How this skill works

The orchestrator computes upcoming passes for configured satellites and a ground station location, then formats alerts that include AOS/LOS azimuth and elevation, pass start/max/end times, track direction, and orbit inclination. Alerts are delivered over WhatsApp (configurable) and can trigger optional remote capture or decode commands on a Pi/Jetson node.
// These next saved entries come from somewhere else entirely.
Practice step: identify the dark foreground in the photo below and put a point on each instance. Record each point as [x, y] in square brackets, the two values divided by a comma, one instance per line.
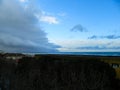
[58, 72]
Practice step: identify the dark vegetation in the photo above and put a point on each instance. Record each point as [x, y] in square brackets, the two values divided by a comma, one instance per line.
[48, 73]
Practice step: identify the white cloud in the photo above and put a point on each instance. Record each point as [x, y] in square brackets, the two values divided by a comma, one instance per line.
[49, 19]
[87, 45]
[23, 0]
[19, 31]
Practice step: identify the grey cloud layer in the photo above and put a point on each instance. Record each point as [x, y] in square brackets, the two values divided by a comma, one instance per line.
[104, 37]
[19, 31]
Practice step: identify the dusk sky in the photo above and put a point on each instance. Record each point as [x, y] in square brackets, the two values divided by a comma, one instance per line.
[59, 25]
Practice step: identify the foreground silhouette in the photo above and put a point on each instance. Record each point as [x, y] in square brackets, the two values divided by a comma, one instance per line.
[48, 73]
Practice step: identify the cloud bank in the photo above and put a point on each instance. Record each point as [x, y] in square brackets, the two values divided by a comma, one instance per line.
[79, 28]
[20, 31]
[104, 37]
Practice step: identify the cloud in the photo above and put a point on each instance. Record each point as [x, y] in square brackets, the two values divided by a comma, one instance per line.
[49, 19]
[98, 48]
[23, 0]
[46, 17]
[19, 30]
[104, 37]
[79, 28]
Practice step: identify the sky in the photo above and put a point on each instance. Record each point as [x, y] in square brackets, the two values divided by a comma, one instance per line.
[59, 25]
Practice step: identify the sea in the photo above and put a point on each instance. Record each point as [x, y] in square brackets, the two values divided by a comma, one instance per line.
[87, 53]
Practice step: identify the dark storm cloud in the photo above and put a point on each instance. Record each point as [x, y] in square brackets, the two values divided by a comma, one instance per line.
[19, 31]
[97, 48]
[104, 37]
[79, 28]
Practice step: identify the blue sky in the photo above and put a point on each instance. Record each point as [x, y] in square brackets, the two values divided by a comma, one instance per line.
[100, 18]
[62, 25]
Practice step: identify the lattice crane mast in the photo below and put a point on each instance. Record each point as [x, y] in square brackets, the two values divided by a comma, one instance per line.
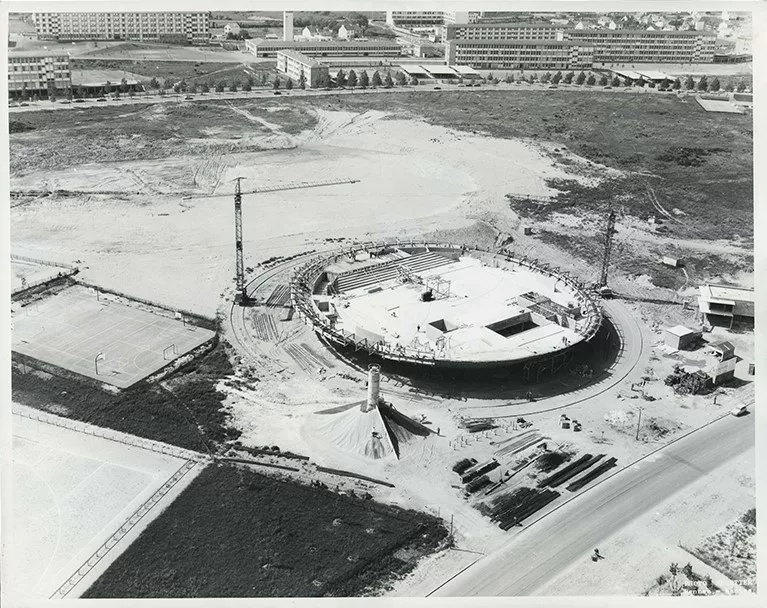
[608, 248]
[241, 295]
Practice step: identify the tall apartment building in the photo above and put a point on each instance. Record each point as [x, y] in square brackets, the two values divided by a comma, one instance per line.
[325, 48]
[36, 72]
[426, 18]
[519, 46]
[503, 31]
[518, 54]
[149, 26]
[293, 64]
[287, 26]
[646, 46]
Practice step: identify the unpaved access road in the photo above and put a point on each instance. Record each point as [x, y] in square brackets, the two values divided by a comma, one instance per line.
[542, 551]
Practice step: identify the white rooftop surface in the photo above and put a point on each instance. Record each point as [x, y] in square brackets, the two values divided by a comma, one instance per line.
[655, 75]
[479, 295]
[679, 330]
[723, 292]
[465, 70]
[437, 69]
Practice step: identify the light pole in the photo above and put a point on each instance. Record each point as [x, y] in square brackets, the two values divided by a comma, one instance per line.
[639, 421]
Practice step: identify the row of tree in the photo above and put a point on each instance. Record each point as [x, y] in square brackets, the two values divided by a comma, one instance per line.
[703, 84]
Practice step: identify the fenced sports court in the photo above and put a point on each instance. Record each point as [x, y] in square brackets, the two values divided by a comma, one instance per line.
[98, 336]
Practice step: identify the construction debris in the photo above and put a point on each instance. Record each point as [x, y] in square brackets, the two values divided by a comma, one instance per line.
[688, 383]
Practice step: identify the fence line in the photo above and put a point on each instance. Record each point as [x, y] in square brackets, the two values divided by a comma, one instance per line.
[120, 294]
[122, 531]
[109, 434]
[23, 258]
[43, 281]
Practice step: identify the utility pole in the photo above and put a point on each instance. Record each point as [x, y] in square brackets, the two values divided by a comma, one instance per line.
[639, 421]
[241, 296]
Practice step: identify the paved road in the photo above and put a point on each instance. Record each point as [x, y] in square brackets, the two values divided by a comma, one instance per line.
[539, 553]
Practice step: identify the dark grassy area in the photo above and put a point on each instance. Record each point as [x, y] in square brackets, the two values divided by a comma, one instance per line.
[57, 139]
[696, 161]
[190, 415]
[235, 533]
[639, 259]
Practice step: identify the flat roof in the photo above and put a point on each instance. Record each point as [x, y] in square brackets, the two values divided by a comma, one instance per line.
[438, 69]
[725, 292]
[465, 70]
[42, 53]
[505, 24]
[521, 42]
[627, 74]
[655, 75]
[680, 330]
[307, 61]
[480, 296]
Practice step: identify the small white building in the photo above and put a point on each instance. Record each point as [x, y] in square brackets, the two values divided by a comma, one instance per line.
[232, 28]
[294, 64]
[722, 305]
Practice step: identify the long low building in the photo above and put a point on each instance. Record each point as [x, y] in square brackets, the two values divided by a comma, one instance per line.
[38, 73]
[643, 46]
[178, 27]
[530, 46]
[297, 65]
[723, 305]
[331, 48]
[518, 54]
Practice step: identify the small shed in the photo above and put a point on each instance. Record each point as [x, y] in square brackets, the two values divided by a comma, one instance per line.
[723, 372]
[723, 350]
[679, 337]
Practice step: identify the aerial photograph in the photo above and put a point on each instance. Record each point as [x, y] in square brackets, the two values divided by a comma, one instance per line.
[387, 303]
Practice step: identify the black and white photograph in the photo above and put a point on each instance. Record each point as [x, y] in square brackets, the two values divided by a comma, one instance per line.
[434, 302]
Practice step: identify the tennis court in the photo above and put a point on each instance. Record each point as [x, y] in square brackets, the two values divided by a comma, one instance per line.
[74, 328]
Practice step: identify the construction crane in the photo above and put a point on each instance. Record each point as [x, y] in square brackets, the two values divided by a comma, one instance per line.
[241, 295]
[603, 289]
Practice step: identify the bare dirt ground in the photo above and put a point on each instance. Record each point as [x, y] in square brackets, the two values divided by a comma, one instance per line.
[637, 555]
[180, 251]
[168, 237]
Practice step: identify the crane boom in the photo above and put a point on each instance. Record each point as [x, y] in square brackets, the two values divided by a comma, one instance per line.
[241, 289]
[608, 248]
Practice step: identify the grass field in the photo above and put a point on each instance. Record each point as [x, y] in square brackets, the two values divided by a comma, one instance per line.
[70, 493]
[190, 414]
[235, 533]
[71, 328]
[139, 132]
[200, 71]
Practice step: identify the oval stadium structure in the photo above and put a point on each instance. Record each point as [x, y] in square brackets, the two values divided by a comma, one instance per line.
[444, 305]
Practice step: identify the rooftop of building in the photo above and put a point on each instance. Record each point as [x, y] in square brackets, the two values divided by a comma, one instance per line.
[40, 53]
[287, 44]
[727, 293]
[307, 61]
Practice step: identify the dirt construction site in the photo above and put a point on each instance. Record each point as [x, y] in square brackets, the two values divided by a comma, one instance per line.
[488, 453]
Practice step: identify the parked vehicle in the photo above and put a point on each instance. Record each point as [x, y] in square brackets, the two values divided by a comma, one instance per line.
[739, 410]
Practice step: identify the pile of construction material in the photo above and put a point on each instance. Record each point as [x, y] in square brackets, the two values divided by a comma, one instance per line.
[575, 468]
[511, 509]
[475, 478]
[519, 443]
[688, 383]
[477, 425]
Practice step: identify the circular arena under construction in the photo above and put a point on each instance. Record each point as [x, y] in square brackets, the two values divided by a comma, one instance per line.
[443, 305]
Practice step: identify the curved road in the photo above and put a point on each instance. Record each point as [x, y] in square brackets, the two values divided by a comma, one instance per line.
[539, 553]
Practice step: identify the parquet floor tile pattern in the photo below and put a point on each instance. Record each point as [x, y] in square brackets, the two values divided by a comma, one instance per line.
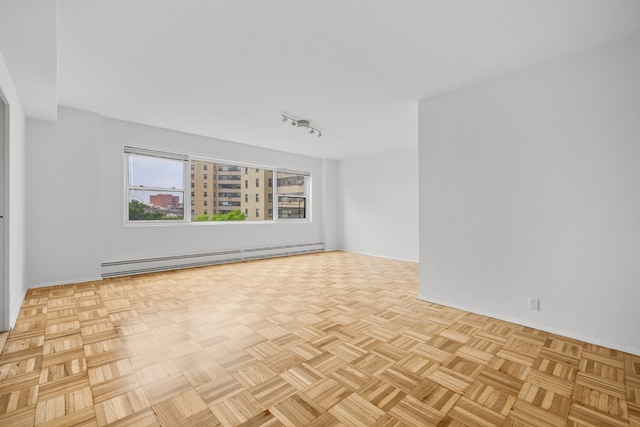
[326, 339]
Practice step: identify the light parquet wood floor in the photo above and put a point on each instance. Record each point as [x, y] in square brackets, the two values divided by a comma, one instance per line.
[314, 340]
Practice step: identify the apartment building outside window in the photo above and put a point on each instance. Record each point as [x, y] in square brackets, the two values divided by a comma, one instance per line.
[234, 200]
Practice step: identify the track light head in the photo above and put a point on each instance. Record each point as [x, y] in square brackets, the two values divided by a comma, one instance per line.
[302, 123]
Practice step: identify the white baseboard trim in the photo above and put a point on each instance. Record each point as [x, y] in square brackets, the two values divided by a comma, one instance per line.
[149, 265]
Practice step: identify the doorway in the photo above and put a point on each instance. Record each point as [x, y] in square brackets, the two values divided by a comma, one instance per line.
[4, 283]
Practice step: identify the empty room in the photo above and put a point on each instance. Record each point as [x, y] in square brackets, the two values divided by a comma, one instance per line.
[296, 213]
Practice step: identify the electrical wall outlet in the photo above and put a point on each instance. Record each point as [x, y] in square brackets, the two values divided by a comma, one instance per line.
[534, 304]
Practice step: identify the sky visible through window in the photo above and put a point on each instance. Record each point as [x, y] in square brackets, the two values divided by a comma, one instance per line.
[155, 172]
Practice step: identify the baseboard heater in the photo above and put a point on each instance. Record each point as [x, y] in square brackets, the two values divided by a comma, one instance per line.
[150, 265]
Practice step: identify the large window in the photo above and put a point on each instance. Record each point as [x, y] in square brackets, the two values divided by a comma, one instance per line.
[157, 183]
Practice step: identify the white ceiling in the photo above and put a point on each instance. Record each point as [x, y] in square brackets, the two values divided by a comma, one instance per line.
[228, 69]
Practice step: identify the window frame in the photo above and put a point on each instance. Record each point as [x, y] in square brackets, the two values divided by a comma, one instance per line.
[270, 205]
[277, 194]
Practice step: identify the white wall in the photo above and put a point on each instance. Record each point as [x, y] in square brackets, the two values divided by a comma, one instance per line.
[379, 204]
[530, 186]
[131, 242]
[63, 203]
[14, 201]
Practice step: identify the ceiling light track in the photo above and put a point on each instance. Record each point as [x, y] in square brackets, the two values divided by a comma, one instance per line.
[301, 123]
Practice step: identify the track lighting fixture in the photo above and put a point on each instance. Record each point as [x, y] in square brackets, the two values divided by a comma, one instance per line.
[302, 124]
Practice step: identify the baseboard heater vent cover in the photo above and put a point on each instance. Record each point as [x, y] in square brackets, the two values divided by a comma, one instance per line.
[150, 265]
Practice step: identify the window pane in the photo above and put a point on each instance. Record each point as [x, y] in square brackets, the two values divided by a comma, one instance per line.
[233, 200]
[292, 195]
[293, 184]
[149, 171]
[147, 205]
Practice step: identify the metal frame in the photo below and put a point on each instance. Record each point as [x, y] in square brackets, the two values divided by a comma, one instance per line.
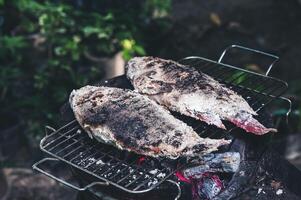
[194, 61]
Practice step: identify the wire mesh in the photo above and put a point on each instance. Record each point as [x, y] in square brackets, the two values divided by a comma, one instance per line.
[124, 169]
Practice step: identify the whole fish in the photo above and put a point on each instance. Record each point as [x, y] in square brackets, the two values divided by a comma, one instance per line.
[133, 122]
[183, 89]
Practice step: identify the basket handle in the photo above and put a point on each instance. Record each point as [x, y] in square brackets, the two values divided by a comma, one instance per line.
[276, 58]
[37, 168]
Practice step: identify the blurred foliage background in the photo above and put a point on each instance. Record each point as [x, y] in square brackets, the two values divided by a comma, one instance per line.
[48, 48]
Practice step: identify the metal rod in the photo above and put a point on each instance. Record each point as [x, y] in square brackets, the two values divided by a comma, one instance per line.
[276, 58]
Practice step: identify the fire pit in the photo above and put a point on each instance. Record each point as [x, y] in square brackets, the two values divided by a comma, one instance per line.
[103, 168]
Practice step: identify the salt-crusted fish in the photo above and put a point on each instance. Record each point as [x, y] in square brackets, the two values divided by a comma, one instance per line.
[133, 122]
[184, 89]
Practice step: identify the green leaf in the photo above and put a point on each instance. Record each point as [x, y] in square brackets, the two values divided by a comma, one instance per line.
[89, 30]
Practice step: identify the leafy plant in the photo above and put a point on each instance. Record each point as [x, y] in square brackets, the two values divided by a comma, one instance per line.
[48, 49]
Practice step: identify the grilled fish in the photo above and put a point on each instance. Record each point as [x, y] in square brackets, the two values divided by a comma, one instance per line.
[184, 89]
[133, 122]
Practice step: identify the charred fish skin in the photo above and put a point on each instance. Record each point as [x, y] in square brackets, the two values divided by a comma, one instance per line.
[183, 89]
[133, 122]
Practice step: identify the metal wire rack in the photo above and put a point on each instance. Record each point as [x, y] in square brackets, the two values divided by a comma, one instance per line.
[128, 171]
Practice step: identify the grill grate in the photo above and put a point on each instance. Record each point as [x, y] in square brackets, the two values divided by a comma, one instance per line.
[120, 168]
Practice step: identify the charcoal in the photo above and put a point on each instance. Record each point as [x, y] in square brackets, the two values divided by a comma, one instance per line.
[220, 162]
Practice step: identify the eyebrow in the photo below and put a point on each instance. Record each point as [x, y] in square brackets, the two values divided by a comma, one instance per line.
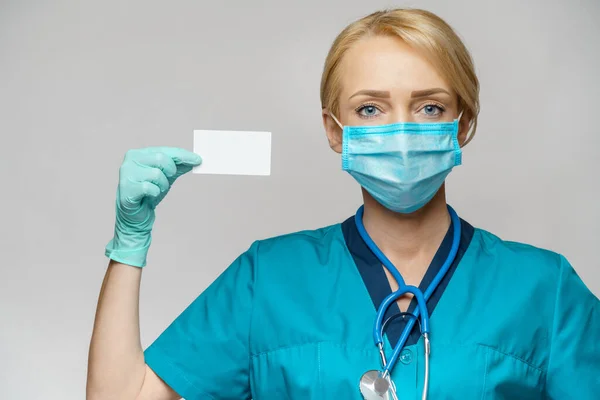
[427, 92]
[383, 94]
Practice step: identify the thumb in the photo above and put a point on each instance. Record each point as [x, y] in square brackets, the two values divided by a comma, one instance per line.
[181, 156]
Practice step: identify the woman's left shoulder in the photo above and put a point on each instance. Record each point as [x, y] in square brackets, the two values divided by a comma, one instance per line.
[518, 256]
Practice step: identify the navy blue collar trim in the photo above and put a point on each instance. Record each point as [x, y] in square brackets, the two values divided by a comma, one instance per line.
[376, 282]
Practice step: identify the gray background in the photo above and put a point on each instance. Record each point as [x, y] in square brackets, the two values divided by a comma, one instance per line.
[81, 82]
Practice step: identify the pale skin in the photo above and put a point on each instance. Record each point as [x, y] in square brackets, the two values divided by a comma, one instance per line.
[386, 81]
[116, 367]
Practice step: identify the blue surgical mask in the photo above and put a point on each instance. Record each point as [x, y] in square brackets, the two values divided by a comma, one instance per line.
[401, 165]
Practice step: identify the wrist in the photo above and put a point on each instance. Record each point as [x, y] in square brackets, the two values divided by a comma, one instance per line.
[130, 248]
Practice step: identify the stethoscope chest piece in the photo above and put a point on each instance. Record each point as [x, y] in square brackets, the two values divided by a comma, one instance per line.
[374, 387]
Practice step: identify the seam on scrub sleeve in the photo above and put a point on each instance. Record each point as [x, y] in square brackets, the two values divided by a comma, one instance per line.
[487, 360]
[251, 322]
[556, 300]
[180, 374]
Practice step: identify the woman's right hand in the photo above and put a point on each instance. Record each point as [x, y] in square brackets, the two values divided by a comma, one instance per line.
[145, 178]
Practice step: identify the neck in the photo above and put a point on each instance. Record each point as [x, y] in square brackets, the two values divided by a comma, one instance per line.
[410, 241]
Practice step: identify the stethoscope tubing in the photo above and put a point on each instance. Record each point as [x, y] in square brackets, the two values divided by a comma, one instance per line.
[403, 288]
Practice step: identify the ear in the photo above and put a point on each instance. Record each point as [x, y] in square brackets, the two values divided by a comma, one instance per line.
[463, 128]
[333, 131]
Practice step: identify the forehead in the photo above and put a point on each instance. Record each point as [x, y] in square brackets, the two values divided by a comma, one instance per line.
[387, 63]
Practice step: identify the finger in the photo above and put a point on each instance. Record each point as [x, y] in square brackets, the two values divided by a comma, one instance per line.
[181, 156]
[137, 191]
[152, 175]
[154, 159]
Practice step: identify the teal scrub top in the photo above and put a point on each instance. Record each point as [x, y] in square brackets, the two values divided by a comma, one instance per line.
[292, 318]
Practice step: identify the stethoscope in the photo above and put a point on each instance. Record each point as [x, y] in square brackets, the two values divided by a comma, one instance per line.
[377, 385]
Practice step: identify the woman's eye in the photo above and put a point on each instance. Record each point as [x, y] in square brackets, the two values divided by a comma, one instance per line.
[368, 111]
[431, 110]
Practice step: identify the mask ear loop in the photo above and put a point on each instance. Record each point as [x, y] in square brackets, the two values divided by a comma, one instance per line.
[336, 120]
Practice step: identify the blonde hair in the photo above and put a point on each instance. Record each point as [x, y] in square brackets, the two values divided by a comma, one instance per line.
[423, 31]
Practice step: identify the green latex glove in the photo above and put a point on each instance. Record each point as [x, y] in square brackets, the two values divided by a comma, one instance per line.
[145, 178]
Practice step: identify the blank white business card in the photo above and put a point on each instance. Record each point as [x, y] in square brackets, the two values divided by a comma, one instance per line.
[233, 152]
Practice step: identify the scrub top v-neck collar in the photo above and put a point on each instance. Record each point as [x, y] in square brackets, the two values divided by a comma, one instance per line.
[377, 284]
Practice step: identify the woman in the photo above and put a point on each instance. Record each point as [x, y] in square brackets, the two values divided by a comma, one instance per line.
[292, 317]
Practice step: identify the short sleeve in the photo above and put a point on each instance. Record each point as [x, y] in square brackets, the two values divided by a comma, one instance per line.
[574, 364]
[204, 353]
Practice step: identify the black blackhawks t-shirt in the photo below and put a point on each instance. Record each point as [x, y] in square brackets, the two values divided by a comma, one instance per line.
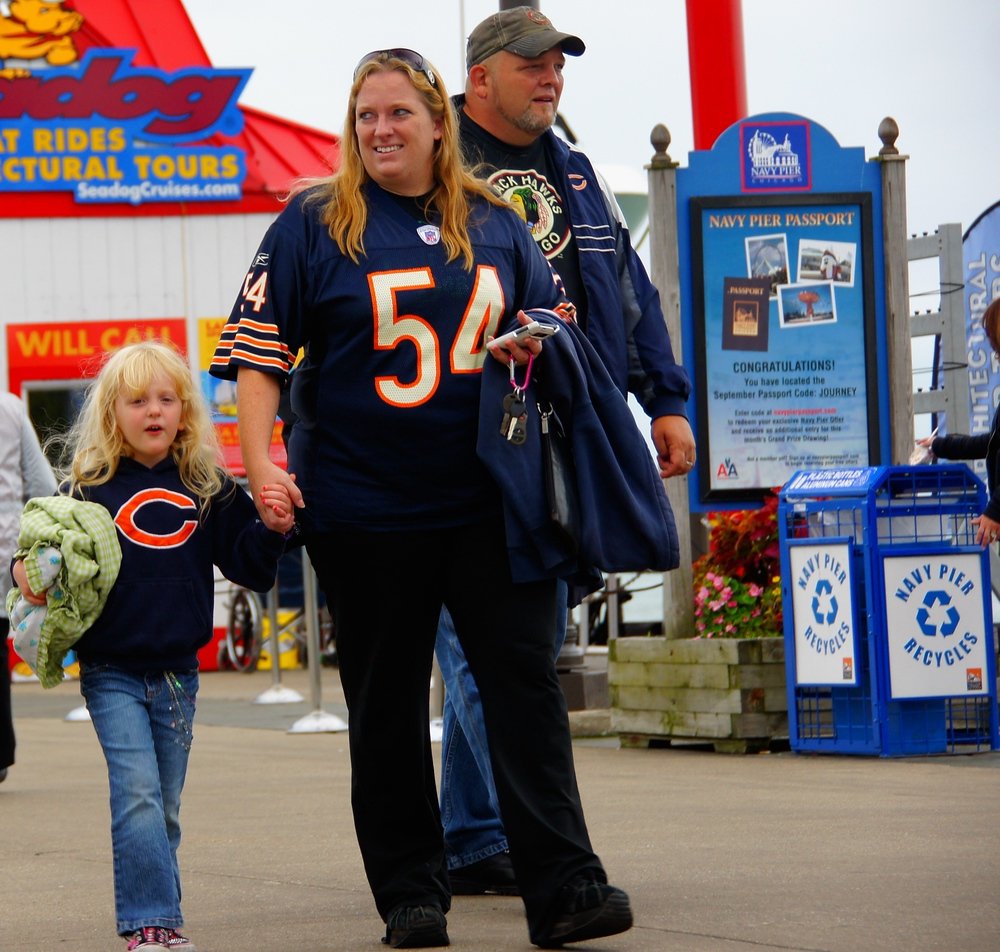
[525, 177]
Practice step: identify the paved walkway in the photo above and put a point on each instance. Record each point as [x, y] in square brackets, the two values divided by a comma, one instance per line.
[719, 853]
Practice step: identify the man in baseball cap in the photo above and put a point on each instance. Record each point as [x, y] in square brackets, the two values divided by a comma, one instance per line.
[520, 30]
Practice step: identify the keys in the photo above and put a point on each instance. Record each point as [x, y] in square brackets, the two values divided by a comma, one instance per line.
[514, 425]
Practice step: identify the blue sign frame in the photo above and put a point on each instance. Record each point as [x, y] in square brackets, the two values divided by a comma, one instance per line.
[802, 393]
[801, 171]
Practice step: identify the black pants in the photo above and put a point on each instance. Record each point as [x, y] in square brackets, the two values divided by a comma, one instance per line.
[386, 591]
[6, 718]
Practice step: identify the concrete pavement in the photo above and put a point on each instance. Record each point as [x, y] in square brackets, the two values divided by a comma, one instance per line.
[719, 853]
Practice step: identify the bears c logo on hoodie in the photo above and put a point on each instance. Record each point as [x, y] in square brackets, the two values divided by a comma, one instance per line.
[129, 516]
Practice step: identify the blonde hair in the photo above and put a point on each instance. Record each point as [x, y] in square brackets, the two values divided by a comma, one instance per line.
[95, 442]
[345, 211]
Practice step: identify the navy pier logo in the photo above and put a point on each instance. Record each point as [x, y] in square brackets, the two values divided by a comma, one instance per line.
[823, 578]
[775, 156]
[935, 595]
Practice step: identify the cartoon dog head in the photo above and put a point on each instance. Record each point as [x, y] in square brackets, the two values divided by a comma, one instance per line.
[37, 30]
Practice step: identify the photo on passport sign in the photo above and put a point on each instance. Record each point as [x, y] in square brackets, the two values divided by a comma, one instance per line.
[821, 260]
[767, 257]
[806, 304]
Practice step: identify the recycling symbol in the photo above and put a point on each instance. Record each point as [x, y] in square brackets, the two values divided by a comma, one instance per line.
[824, 603]
[925, 615]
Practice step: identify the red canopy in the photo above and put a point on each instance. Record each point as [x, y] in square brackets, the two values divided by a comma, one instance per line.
[277, 150]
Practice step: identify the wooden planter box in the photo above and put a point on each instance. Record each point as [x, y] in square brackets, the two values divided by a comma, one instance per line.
[729, 692]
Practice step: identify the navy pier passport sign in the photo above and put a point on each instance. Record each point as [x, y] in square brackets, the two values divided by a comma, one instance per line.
[782, 303]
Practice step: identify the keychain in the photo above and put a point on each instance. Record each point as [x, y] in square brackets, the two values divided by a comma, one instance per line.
[514, 425]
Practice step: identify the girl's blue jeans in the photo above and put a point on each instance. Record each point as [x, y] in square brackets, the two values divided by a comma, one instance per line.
[143, 722]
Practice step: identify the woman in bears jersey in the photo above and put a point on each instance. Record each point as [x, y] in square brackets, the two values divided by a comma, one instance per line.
[392, 276]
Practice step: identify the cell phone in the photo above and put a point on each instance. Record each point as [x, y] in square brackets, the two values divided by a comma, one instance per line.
[535, 329]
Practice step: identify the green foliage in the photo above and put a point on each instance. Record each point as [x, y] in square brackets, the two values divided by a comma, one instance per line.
[737, 585]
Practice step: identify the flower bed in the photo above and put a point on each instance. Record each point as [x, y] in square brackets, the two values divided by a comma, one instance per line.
[725, 686]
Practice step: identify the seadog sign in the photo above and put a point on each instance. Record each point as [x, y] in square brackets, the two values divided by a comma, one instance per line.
[111, 132]
[935, 625]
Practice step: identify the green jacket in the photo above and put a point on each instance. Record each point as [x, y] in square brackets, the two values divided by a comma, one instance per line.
[87, 540]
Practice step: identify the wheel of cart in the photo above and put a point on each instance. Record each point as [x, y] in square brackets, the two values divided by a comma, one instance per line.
[245, 630]
[247, 612]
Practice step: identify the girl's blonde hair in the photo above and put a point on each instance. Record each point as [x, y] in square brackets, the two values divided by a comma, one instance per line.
[345, 212]
[95, 443]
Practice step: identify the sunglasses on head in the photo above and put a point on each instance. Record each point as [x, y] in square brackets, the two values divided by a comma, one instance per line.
[412, 59]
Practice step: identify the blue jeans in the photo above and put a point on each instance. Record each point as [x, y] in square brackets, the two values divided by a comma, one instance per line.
[470, 814]
[143, 723]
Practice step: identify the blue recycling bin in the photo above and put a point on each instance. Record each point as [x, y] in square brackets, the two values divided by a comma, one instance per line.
[889, 645]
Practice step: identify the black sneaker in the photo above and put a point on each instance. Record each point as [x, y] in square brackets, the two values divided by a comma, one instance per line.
[493, 876]
[587, 909]
[416, 927]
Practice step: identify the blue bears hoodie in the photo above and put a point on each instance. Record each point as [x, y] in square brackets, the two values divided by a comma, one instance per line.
[159, 612]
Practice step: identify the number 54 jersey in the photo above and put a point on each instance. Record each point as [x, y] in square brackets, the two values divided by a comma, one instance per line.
[386, 393]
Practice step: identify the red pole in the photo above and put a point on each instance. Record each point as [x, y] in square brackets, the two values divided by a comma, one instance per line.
[717, 68]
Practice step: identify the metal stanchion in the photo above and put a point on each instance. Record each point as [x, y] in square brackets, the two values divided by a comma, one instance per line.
[611, 586]
[277, 693]
[319, 721]
[437, 704]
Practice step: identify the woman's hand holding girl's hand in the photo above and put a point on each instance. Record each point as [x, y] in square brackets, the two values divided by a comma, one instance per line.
[276, 499]
[20, 574]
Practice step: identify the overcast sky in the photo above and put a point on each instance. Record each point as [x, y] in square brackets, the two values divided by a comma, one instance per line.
[931, 65]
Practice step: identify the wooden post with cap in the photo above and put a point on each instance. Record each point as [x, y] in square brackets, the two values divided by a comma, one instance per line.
[678, 599]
The system is intended to run periodically (cron recommended) and is zero-AI by default; capture hooks remain disabled until you supply command strings for remote execution.

When to use it

  • Planning and scheduling SDR captures of NOAA APT, METEOR LRPT, or ISS telemetry.
  • Operating a manual dish or antenna where you need AOS/LOS azimuth and elevation for alignment.
  • Automating alerts for a ground station with minimum elevation and lead-time constraints.
  • Integrating a headless Pi or Jetson as a remote capture/decoder triggered at pass time.
  • Running a lightweight, deterministic pass scheduler without cloud or AI dependencies.

Best practices

  • Configure your exact latitude/longitude and timezone to ensure accurate AOS/LOS times and az/el values.
  • Set a conservative minimum elevation to avoid weak-signal captures and to minimize false triggers.
  • Test WhatsApp alert delivery with a single test pass before enabling automated remote captures.
  • Secure your configuration file (chmod 600) and limit remote command access to trusted devices.
  • Run the orchestrator every 3–10 minutes via cron to ensure timely alerts without heavy resource use.

Example use cases

  • Receive a WhatsApp alert 5 minutes before a NOAA APT pass with AOS az/el and manual dish aiming instructions.
  • Trigger an RTL-SDR capture on a remote Raspberry Pi at AOS and run SatDump on a Jetson after LOS for automated decoding.
  • Archive scheduled ISS telemetry sessions with precise start/max/end timestamps and track direction for post-processing.
  • Use as a deterministic scheduler in a multi-node reception farm where each node runs local capture hooks on alert.

FAQ

Yes. Add the satellite NORAD IDs to the configuration to include additional satellites in pass predictions.

Does it perform decoding automatically?

Decoding is not automatic by default. You must enable and configure remote capture/decode command hooks for your Pi/Jetson.

How often should the orchestrator run?

Run every 3–10 minutes via cron. The example uses a 5-minute interval which balances timeliness and resource usage.